Roofing contractors express skepticism, and some shingle makers seem cautious. Still, the insurance industry has charged forward promoting impact-resistant (IR) shingles to stave off hail damage.

According to the Insurance Information Institute, hail damage accounts for nearly half of home insurance claims in Texas, Kansas, Oklahoma, and Nebraska, and ranks among the most expensive insurance risks in the country as a whole. State Farm reports that eight of the company's 25 highest payouts in history involved significant damage caused by hail, and one of those — a 1992 hailstorm in Fort Worth — racked up $245 million in State Farm claims. This storm ranks fifth among the company's largest payouts, topped only by Hurricane Hugo in 1989, Hurricane Andrew in 1992, the Northridge earthquake of 1994, and the Oakland wildfires of 1991.

Test Standards In 1996, two arms of the insurance industry — the Institute for Business and Home Safety (IBHS) and Underwriters Laboratories (UL) — set out to develop a test standard for rating the impact resistance of roofing materials. The result, known as UL 2218, measures the impact damage caused by different-sized steel balls dropped from various heights. The damage, measured by fractures in the shingle mat and the loss of surface granules, is used to classify shingles: Class 1 shingles are the least resistant and Class 4 the most resistant.

The standard, however, has strong critics, reports Mark Graham, associate executive director of the National Roofing Contractors Association. Graham charges the test is “not technically sound,” citing industry critics who think UL 2218 does not account for cooler shingle temperatures likely during hail storms, and that steel balls do not transfer the energy like hail stones. Representatives from several manufacturers echoed the same response. Nevertheless, many top shingle makers have developed products to meet the stringent Class 4 standard, using a softer SBS-modified asphalt to absorb the blow, or a fiberglass mat to distribute the impact load, or a combination of both.

“In general, the thicker the shingle, the more abuse it'll take,” explains Certainteed's Rick Brinton. Certainteed's Class 4 shingles rely on a cross-woven fiberglass scrim, slightly embedded in the heavyweight mat. “In addition to reinforcing the mat, buyers can see it, and know what they're paying for,” says Brinton.

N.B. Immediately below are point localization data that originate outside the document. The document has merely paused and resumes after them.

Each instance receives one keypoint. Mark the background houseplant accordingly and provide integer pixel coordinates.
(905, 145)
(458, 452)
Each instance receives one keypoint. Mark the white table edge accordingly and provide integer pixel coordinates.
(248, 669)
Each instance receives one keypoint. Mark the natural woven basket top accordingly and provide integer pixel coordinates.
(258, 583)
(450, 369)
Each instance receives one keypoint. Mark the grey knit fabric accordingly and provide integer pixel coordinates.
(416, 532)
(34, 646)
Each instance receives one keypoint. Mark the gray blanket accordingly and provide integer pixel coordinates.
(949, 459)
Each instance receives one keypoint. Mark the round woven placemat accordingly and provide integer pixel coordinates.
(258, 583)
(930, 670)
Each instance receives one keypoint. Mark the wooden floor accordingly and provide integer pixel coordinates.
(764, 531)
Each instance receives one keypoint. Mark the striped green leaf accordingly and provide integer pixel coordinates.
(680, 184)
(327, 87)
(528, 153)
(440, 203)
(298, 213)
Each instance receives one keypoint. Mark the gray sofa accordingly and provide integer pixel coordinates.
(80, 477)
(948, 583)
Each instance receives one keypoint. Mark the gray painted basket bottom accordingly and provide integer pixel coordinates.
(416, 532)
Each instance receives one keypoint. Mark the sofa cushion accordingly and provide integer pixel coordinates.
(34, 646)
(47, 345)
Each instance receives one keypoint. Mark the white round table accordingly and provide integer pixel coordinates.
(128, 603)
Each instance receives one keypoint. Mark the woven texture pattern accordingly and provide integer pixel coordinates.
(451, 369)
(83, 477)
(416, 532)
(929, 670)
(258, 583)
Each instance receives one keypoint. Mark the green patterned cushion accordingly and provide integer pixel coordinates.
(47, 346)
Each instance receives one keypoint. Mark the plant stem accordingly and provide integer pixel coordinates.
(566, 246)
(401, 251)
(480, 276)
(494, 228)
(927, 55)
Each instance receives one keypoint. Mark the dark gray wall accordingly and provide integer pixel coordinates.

Paying Premiums Cost is clearly the issue. Material costs for IR shingles run 50% to 100% more than for conventional composition shingles. To help offset the higher costs, the Texas Department of Insurance initiated a plan that requires all insurance carriers in the state to offer premium reductions to homeowners opting for impact-resistant roofs. Some major carriers are voluntarily offering premium discounts in Oklahoma, Kansas, Nebraska, and Colorado, as well.

While these measures are intended to promote more resistant homes in hail prone regions, and will presumably help control rising insurance costs by reducing payouts, the effect has been underwhelming. According to Pat Morgan, a roofing contractor in Houston, people aren't buying many IR shingles and he's not pushing them.

“No matter what you do to a composition shingle, it's never going to be a premium roofing material,” Morgan says. “It's what it is — a composition shingle. Before someone pays that much money, I'll recommend metal or concrete tile —materials that are inherently more impact resistant.”

“We don't really sell many Class 4 shingles,” concurs roofer Marc Santos of Colorado Springs. “But hail is a real concern here. I feel I can still offer a roof that stands a good chance of weathering all but the worst hail. I can't guarantee it, but I can sell it.” Santos always relies on heavyweight shingles, stiffer sheathing (5/8-inch preferred), and thinner underlayment (namely, full-coverage peel-and-stick) to get optimum hail resistance. “I always discourage reroofing over shingles, too. The softer the backing, the more the top layer will give way.”